# Reframing VAR Model Fitting: From Linear Regression to Regularized Approaches

Vector Autoregression (VAR) is a statistical model used to understand how multiple time series influence each other over time. It uses past values (lags) of these time series to predict their current values.

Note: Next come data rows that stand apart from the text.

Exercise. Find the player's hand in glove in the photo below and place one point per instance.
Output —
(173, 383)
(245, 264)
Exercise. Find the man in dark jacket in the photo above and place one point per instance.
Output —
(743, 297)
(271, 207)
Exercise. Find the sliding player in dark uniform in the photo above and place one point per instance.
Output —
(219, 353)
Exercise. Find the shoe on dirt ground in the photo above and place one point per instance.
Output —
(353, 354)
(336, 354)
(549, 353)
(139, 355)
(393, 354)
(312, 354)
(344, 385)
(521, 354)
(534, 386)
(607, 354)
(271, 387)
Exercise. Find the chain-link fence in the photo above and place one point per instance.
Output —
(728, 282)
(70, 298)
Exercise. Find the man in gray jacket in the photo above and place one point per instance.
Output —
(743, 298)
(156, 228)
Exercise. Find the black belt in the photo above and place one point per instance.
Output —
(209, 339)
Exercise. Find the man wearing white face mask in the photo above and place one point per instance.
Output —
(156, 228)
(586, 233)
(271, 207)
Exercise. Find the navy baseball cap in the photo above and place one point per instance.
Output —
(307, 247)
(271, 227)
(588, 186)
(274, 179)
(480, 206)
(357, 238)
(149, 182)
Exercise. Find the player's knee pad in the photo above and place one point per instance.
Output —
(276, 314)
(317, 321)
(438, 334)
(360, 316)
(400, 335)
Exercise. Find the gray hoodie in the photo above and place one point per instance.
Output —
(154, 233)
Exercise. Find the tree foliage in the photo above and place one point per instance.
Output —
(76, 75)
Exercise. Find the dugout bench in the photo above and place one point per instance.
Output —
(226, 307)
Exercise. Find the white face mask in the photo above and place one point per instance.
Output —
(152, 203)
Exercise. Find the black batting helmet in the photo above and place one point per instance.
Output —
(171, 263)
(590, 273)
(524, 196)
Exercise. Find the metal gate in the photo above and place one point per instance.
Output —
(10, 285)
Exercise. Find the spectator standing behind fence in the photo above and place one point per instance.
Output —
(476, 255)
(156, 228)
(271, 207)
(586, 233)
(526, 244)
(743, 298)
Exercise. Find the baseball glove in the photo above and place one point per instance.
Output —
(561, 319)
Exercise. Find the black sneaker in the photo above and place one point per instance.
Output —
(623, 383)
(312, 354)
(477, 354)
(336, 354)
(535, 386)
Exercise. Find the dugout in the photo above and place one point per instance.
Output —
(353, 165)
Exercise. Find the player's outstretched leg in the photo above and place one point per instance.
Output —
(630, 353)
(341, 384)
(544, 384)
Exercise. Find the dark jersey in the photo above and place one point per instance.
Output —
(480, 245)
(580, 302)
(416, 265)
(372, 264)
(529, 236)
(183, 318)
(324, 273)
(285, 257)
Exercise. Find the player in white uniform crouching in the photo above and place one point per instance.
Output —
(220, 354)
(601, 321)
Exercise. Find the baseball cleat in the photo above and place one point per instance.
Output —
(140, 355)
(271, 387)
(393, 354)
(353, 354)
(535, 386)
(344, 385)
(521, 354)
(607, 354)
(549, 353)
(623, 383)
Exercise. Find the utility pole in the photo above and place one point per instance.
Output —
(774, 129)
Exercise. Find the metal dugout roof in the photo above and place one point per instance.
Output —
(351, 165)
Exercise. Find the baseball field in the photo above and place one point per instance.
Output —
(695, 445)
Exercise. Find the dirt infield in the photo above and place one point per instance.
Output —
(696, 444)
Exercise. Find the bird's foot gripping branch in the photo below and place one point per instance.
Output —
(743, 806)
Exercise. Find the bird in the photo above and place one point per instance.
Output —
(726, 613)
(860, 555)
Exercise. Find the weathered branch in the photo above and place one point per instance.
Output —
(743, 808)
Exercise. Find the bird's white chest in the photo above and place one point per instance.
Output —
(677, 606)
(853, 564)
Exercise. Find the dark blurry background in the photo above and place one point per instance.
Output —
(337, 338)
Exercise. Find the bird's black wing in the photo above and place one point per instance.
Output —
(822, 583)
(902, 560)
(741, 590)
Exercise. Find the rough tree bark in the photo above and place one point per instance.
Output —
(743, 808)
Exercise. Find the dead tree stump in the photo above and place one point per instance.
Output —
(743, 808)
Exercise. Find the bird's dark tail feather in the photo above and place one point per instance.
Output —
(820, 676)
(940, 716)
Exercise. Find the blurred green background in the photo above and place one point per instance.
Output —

In this article, we'll explore how the familiar Ordinary Least Squares (OLS) linear regression underpins the VAR fitting process. Recognizing this connection allows us to reframe VAR fitting as a two-step process: tabularization followed by linear regression. By breaking down VAR fitting into these two steps, we gain flexibility in the regression step, enabling us to leverage regressors other than OLS regressor, such as those that offer regularization. We will also introduce a new `sktime` estimator, `VARReduce`, that explicitly implements these two-step process.

In [25]:
import numpy as np
import pandas as pd

from sktime.forecasting.base import ForecastingHorizon
from sktime.forecasting.model_selection import temporal_train_test_split
from sktime.performance_metrics.forecasting import mean_absolute_percentage_error
from sktime.forecasting.var_reduce import VARReduce
from statsmodels.tsa.api import VAR

from sklearn.preprocessing import StandardScaler
from sktime.forecasting.compose import TransformedTargetForecaster
from sktime.forecasting.compose import ForecastingPipeline
from sktime.transformations.series.adapt import TabularToSeriesAdaptor
from sklearn.linear_model import Ridge

# Suppress all warnings
import warnings
warnings.filterwarnings("ignore")

In [26]:
%load_ext autoreload
%autoreload 2

The autoreload extension is already loaded. To reload it, use:
  %reload_ext autoreload


# Data Generation

To demonstrate our models, we shall first generate a small synthetic multivariate time series dataset. 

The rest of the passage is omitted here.